Тѣмъ временемъ, въ виду приближающагося полковаго сбора, всѣ офицеры съѣхались на тѣсныя квартиры, а эскадроны расположились по ближайшими дворамъ военныхъ поселянъ. Такъ какъ Борисовъ, надъ которымъ отецъ мой смѣялся при мысли увидать его кирасиромъ, никогда не выѣзжалъ во фронтъ и даже не заводился фронтовою лошадью, то на всѣ кампаменты онъ наряжался въ Кременчугъ въ инспекторскій караулъ. Такимъ образомъ, оставшись одинъ, я вынужденъ былъ нанять квартиру поменьше и сократить расходъ до крайнихъ предѣловъ. Къ счастью, мой Юдашка обладалъ до извѣстной степени поваренными искусствомъ, и мы пустились жить на собственную руку. Чаще всего посѣщалъ я своихъ ближайшихъ сосѣдей черезъ улицу — братьевъ Кащенко. У нихъ въ свободное время собирались представители всѣхъ слоевъ офицерскаго общества, начиная со старшихъ до самыхъ младшихъ. Тутъ появлялись два женатыхъ брата Перовы, изъ которыхъ старшій Василій командовалъ вторымъ, а меньшой Николай четвертымъ эскадрономъ. Хитрый хохолъ, по происхожденію ирландецъ, командиръ третьяго эскадрона Оконоръ, говорилъ, что Коля до такой степени раболѣпствуетъ передъ Васей, что завелъ себѣ точь въ точь такую же коляску какъ и у Васи, и увидавши, что у Васи фуражка запылилась, посыпалъ и свою пылью. Вася, (такъ по примѣру шаловливаго Оконора, звали старшаго Петрова), былъ старинный Орденецъ, разсказывавшій про полковаго командира Ипатова, который, когда толпа съ музыкой и съ красными платкомъ на палкѣ съ танцами шла за новобрачными по улицѣ, самъ опоясывался полотенцемъ и присоединяясь къ толпѣ пускался въ плясъ. Вася былъ въ образцовомъ полку, видѣлъ свѣтъ и былъ по своему лихой служака, его разсказы про эпизоды кирасирскихъ атакъ подъ [292]Граховымъ были исполнены эпическаго паѳоса. „Ворвется, говорилъ онъ, кирасиръ въ ряды пѣхоты, застрѣлятъ или заколятъ его лошадь, но издыхая эта громада, лягаясь куда попало, расчиститъ вокругъ широкое мѣсто, разрывая строй“. Разсказывалъ онъ и часто слышанный мною впослѣдствіи эпизодъ атаки Новороссійскаго кирасирскаго полка, пробившагося черезъ три линіи польской пѣхоты, но вынужденнаго за неполученіемъ подкрѣпленія вернуться назадъ.

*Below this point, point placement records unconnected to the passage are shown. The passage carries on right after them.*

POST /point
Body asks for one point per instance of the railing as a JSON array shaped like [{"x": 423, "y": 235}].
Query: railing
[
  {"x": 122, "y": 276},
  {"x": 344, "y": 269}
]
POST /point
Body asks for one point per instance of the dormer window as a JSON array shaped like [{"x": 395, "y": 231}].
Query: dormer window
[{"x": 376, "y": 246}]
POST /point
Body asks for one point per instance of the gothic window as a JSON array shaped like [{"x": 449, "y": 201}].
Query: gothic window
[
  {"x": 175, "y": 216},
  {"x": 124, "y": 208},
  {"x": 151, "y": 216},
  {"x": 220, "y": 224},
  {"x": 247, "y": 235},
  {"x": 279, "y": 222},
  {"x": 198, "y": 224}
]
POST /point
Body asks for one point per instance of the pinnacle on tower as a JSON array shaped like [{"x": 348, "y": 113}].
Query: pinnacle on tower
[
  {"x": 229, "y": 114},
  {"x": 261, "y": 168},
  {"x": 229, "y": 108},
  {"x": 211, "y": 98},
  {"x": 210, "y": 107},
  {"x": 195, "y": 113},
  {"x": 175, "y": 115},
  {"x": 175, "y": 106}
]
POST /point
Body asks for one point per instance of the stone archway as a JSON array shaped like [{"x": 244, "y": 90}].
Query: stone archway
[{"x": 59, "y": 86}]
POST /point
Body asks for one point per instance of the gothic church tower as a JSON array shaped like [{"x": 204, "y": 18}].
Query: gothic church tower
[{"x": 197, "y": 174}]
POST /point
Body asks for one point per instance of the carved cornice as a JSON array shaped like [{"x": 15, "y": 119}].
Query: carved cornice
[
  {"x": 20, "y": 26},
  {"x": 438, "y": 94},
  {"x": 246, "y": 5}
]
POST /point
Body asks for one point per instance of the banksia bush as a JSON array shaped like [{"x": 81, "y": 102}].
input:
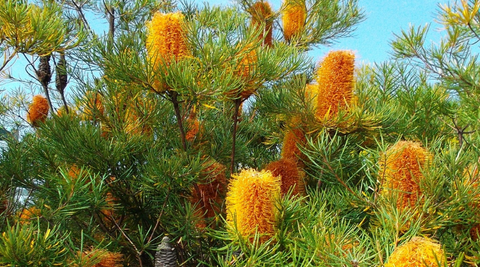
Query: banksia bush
[
  {"x": 418, "y": 251},
  {"x": 292, "y": 178},
  {"x": 401, "y": 172},
  {"x": 294, "y": 137},
  {"x": 262, "y": 15},
  {"x": 101, "y": 258},
  {"x": 251, "y": 203},
  {"x": 28, "y": 214},
  {"x": 38, "y": 110},
  {"x": 166, "y": 41},
  {"x": 93, "y": 108},
  {"x": 294, "y": 14},
  {"x": 335, "y": 84},
  {"x": 209, "y": 193}
]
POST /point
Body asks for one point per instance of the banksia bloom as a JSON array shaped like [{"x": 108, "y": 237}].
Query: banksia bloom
[
  {"x": 38, "y": 110},
  {"x": 262, "y": 15},
  {"x": 294, "y": 14},
  {"x": 401, "y": 172},
  {"x": 418, "y": 251},
  {"x": 193, "y": 127},
  {"x": 311, "y": 93},
  {"x": 251, "y": 203},
  {"x": 335, "y": 83},
  {"x": 209, "y": 193},
  {"x": 292, "y": 178},
  {"x": 166, "y": 41}
]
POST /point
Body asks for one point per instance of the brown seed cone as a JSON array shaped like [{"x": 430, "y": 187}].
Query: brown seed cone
[
  {"x": 292, "y": 178},
  {"x": 262, "y": 14},
  {"x": 209, "y": 193}
]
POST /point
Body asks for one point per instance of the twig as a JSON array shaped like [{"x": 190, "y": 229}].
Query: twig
[{"x": 238, "y": 102}]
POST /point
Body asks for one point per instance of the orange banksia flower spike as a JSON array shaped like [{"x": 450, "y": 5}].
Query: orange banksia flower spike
[
  {"x": 251, "y": 203},
  {"x": 401, "y": 172},
  {"x": 418, "y": 251},
  {"x": 292, "y": 178},
  {"x": 262, "y": 14},
  {"x": 38, "y": 110},
  {"x": 166, "y": 41},
  {"x": 294, "y": 14},
  {"x": 335, "y": 83},
  {"x": 209, "y": 193}
]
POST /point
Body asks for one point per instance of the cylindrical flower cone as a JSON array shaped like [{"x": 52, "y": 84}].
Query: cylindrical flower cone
[
  {"x": 209, "y": 193},
  {"x": 292, "y": 178},
  {"x": 251, "y": 203},
  {"x": 294, "y": 15},
  {"x": 401, "y": 172},
  {"x": 262, "y": 14},
  {"x": 166, "y": 41},
  {"x": 418, "y": 251},
  {"x": 335, "y": 84},
  {"x": 38, "y": 110}
]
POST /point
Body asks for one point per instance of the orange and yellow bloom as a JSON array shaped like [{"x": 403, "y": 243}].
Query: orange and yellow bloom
[
  {"x": 251, "y": 203},
  {"x": 418, "y": 251},
  {"x": 166, "y": 41},
  {"x": 38, "y": 110},
  {"x": 401, "y": 172},
  {"x": 335, "y": 84}
]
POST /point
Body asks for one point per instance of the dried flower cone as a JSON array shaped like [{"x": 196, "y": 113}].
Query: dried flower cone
[
  {"x": 294, "y": 14},
  {"x": 166, "y": 42},
  {"x": 401, "y": 172},
  {"x": 165, "y": 256},
  {"x": 418, "y": 251},
  {"x": 262, "y": 16},
  {"x": 292, "y": 178},
  {"x": 209, "y": 193},
  {"x": 335, "y": 84},
  {"x": 251, "y": 203},
  {"x": 38, "y": 111}
]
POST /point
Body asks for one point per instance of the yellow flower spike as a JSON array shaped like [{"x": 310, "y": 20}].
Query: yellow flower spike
[
  {"x": 166, "y": 41},
  {"x": 401, "y": 172},
  {"x": 294, "y": 14},
  {"x": 38, "y": 110},
  {"x": 251, "y": 203},
  {"x": 418, "y": 251},
  {"x": 292, "y": 177},
  {"x": 335, "y": 83}
]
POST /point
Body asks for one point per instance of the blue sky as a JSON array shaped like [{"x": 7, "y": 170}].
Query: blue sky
[{"x": 383, "y": 18}]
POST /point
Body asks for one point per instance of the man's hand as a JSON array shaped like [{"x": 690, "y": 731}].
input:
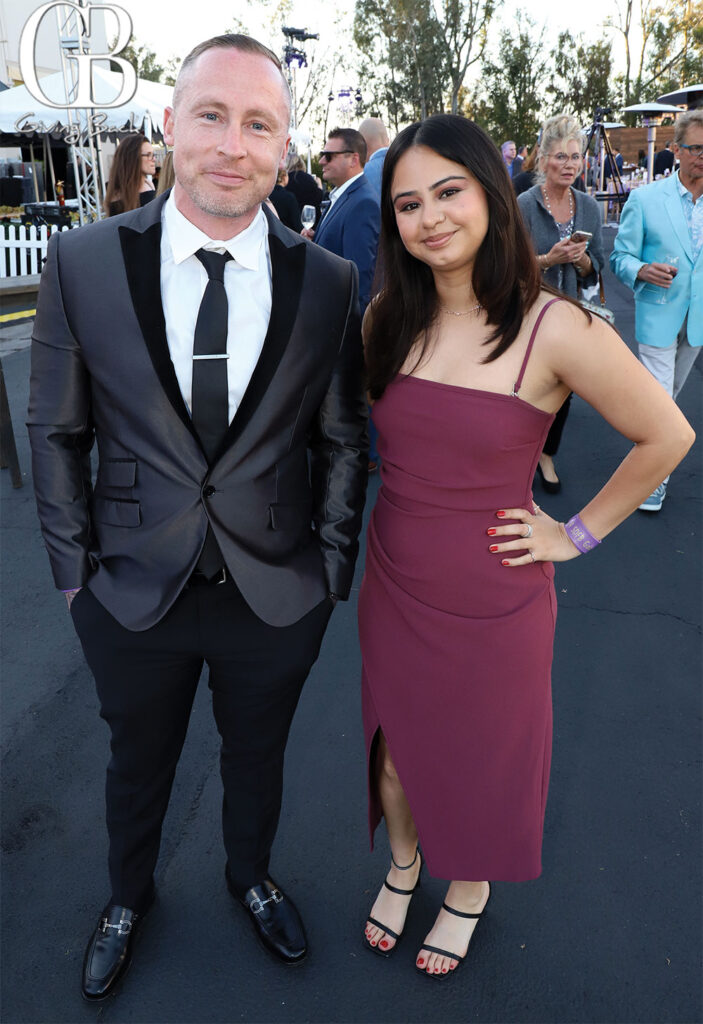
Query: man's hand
[{"x": 657, "y": 273}]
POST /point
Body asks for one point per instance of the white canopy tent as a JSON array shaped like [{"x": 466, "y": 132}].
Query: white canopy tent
[
  {"x": 25, "y": 120},
  {"x": 19, "y": 111}
]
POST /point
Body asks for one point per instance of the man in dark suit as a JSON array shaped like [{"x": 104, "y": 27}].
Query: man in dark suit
[
  {"x": 215, "y": 356},
  {"x": 350, "y": 227},
  {"x": 663, "y": 161}
]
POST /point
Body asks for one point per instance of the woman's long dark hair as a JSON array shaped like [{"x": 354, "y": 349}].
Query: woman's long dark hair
[
  {"x": 506, "y": 278},
  {"x": 125, "y": 174}
]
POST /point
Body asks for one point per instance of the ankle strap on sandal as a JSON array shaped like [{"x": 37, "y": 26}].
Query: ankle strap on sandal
[{"x": 405, "y": 867}]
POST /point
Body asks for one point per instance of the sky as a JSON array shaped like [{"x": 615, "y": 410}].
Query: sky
[{"x": 157, "y": 27}]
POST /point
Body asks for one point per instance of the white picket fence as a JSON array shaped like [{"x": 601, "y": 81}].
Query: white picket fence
[{"x": 23, "y": 252}]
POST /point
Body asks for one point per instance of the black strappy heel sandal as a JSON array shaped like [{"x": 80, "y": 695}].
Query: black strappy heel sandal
[
  {"x": 448, "y": 952},
  {"x": 399, "y": 892}
]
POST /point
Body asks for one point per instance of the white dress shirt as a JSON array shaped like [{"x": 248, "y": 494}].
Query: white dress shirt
[
  {"x": 247, "y": 282},
  {"x": 336, "y": 193}
]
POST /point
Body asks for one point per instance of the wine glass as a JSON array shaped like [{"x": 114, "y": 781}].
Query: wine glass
[
  {"x": 671, "y": 261},
  {"x": 308, "y": 215}
]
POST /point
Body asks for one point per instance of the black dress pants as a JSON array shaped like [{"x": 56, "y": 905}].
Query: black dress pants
[{"x": 146, "y": 683}]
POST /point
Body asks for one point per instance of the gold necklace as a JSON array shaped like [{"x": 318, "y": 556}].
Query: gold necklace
[
  {"x": 548, "y": 207},
  {"x": 464, "y": 312}
]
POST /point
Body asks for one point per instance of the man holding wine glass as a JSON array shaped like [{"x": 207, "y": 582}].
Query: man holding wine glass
[
  {"x": 350, "y": 226},
  {"x": 657, "y": 253}
]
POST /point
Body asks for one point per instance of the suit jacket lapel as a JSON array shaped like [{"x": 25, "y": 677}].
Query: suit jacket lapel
[
  {"x": 288, "y": 266},
  {"x": 141, "y": 253},
  {"x": 672, "y": 202}
]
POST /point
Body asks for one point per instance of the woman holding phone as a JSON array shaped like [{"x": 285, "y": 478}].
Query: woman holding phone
[{"x": 565, "y": 226}]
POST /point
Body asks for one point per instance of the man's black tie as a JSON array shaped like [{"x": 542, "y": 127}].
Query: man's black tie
[{"x": 210, "y": 395}]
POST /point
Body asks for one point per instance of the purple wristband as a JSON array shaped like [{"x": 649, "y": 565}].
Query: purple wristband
[{"x": 579, "y": 535}]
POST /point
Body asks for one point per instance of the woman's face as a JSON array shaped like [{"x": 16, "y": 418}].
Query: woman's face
[
  {"x": 440, "y": 209},
  {"x": 148, "y": 163},
  {"x": 563, "y": 163}
]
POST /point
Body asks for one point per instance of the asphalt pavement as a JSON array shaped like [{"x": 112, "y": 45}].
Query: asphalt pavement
[{"x": 611, "y": 932}]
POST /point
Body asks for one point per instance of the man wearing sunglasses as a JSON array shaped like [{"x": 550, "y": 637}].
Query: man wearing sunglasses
[
  {"x": 350, "y": 227},
  {"x": 658, "y": 252}
]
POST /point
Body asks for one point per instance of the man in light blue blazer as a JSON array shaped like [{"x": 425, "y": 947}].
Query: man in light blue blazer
[
  {"x": 658, "y": 252},
  {"x": 350, "y": 227}
]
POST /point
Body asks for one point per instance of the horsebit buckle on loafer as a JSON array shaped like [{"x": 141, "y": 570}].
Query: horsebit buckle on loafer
[
  {"x": 122, "y": 928},
  {"x": 257, "y": 905}
]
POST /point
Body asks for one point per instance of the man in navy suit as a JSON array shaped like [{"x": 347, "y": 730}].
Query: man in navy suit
[{"x": 350, "y": 227}]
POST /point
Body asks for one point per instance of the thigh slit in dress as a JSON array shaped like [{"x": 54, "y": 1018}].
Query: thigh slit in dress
[{"x": 456, "y": 648}]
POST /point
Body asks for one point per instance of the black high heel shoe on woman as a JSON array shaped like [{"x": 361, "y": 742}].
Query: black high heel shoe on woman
[
  {"x": 399, "y": 892},
  {"x": 552, "y": 486},
  {"x": 447, "y": 952}
]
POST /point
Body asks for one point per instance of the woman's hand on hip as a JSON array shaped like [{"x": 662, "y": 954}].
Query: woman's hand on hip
[
  {"x": 566, "y": 251},
  {"x": 542, "y": 538}
]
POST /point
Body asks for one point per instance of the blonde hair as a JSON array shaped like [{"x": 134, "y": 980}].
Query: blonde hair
[
  {"x": 560, "y": 129},
  {"x": 684, "y": 122}
]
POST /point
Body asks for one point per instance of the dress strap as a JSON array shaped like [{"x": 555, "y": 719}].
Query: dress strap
[{"x": 518, "y": 383}]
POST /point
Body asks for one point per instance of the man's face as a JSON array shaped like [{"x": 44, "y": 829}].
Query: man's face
[
  {"x": 229, "y": 131},
  {"x": 691, "y": 166},
  {"x": 338, "y": 168}
]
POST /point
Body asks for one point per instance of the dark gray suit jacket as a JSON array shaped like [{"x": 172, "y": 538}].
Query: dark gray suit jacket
[{"x": 286, "y": 494}]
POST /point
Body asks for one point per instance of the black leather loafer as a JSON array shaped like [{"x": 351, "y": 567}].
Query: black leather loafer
[
  {"x": 110, "y": 951},
  {"x": 275, "y": 920}
]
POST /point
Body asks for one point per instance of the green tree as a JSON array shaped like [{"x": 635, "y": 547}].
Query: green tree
[
  {"x": 580, "y": 76},
  {"x": 510, "y": 99}
]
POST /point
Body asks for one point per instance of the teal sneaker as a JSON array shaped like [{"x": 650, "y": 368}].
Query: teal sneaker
[{"x": 655, "y": 500}]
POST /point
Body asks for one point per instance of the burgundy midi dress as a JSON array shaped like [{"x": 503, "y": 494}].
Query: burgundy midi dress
[{"x": 456, "y": 648}]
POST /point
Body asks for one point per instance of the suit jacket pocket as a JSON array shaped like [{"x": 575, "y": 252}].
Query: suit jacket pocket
[
  {"x": 118, "y": 472},
  {"x": 114, "y": 512},
  {"x": 291, "y": 516}
]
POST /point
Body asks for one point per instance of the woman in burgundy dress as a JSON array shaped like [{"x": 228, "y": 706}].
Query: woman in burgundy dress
[{"x": 469, "y": 358}]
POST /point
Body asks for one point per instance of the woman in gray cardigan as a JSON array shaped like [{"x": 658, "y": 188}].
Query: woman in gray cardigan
[{"x": 553, "y": 210}]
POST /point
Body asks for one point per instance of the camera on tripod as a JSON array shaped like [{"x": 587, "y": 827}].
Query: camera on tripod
[{"x": 300, "y": 34}]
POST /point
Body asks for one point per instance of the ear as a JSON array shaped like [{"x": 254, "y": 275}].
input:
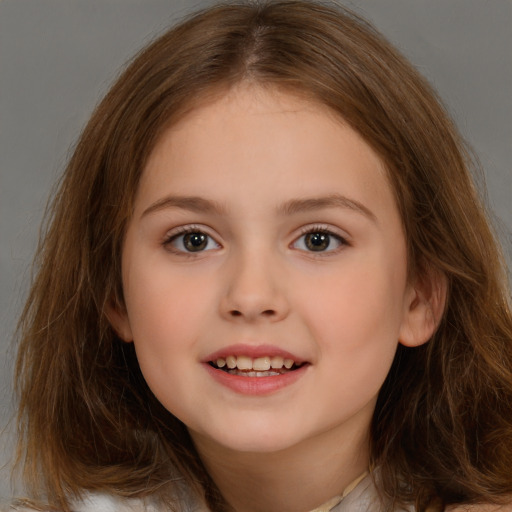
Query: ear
[
  {"x": 424, "y": 306},
  {"x": 118, "y": 318}
]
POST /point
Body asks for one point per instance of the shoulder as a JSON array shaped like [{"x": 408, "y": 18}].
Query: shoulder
[
  {"x": 95, "y": 503},
  {"x": 507, "y": 507}
]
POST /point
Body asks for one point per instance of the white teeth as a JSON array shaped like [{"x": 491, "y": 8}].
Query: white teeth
[
  {"x": 262, "y": 365},
  {"x": 277, "y": 362},
  {"x": 244, "y": 363}
]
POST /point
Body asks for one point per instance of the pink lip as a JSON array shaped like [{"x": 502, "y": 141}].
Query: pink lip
[
  {"x": 255, "y": 385},
  {"x": 253, "y": 351}
]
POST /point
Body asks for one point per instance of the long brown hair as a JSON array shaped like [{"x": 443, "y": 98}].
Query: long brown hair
[{"x": 442, "y": 427}]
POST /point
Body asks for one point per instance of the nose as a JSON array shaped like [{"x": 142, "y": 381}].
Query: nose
[{"x": 254, "y": 290}]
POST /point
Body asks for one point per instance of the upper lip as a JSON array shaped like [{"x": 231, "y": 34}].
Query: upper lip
[{"x": 253, "y": 351}]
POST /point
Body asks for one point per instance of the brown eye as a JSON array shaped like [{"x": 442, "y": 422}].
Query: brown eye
[
  {"x": 191, "y": 241},
  {"x": 319, "y": 241},
  {"x": 195, "y": 241}
]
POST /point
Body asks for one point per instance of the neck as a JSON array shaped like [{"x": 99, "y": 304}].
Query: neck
[{"x": 298, "y": 478}]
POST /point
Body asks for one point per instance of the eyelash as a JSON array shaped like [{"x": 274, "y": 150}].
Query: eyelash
[
  {"x": 182, "y": 232},
  {"x": 309, "y": 230},
  {"x": 322, "y": 230}
]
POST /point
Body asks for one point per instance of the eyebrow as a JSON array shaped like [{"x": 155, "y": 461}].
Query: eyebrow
[
  {"x": 330, "y": 201},
  {"x": 201, "y": 205}
]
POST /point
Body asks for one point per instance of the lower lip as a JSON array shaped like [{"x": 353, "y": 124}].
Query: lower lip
[{"x": 256, "y": 385}]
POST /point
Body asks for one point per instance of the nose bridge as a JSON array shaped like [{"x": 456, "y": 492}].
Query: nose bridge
[{"x": 254, "y": 287}]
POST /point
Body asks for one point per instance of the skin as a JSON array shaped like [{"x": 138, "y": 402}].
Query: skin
[{"x": 255, "y": 155}]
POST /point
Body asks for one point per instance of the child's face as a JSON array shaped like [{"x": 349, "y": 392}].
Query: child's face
[{"x": 264, "y": 228}]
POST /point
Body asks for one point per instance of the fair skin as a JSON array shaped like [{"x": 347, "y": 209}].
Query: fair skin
[{"x": 264, "y": 226}]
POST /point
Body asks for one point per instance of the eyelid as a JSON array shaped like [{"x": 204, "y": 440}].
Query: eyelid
[
  {"x": 327, "y": 229},
  {"x": 179, "y": 231}
]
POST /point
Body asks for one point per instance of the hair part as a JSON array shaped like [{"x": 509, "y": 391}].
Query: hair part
[{"x": 442, "y": 427}]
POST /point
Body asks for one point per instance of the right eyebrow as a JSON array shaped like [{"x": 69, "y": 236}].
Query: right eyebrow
[{"x": 191, "y": 203}]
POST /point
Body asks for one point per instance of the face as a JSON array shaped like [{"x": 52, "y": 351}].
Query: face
[{"x": 265, "y": 273}]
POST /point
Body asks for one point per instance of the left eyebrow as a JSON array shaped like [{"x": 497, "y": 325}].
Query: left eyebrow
[{"x": 330, "y": 201}]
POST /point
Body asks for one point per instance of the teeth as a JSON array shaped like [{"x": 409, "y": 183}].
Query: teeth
[
  {"x": 259, "y": 364},
  {"x": 244, "y": 363},
  {"x": 277, "y": 362}
]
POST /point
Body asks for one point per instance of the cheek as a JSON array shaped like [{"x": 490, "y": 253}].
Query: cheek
[
  {"x": 356, "y": 313},
  {"x": 166, "y": 307}
]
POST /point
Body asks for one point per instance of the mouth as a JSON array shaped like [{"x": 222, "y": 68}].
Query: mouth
[{"x": 265, "y": 366}]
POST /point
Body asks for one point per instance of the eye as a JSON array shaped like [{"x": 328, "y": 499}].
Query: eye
[
  {"x": 319, "y": 240},
  {"x": 191, "y": 241}
]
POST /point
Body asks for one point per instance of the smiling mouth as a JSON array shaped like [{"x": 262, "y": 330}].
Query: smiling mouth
[{"x": 245, "y": 366}]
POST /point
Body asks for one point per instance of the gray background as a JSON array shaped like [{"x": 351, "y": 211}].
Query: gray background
[{"x": 57, "y": 58}]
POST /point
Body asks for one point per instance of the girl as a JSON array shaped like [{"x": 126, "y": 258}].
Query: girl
[{"x": 267, "y": 284}]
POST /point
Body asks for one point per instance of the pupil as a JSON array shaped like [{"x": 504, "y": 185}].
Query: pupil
[
  {"x": 317, "y": 241},
  {"x": 195, "y": 241}
]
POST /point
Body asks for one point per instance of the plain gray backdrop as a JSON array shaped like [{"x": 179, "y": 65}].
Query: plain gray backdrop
[{"x": 58, "y": 57}]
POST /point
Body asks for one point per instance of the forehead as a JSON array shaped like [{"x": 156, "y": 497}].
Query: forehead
[{"x": 253, "y": 138}]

Когда полкъ съ своимѣ командиромъ проносился обратно черезъ первую линію, то польскій офицеръ, вмѣсто того чтобы стрѣлять по проносящимся кирасирамъ, скомандовалъ: на плечо! и затѣмъ: на карауль! — отдавая честь примѣрнымъ храбрецамъ.

Лестно заслужить такую честь отъ непріятеля. Что за лихой офицеръ былъ самъ Василій Алексѣевичъ, можно видѣть изъ случая, извѣстнаго всему полку.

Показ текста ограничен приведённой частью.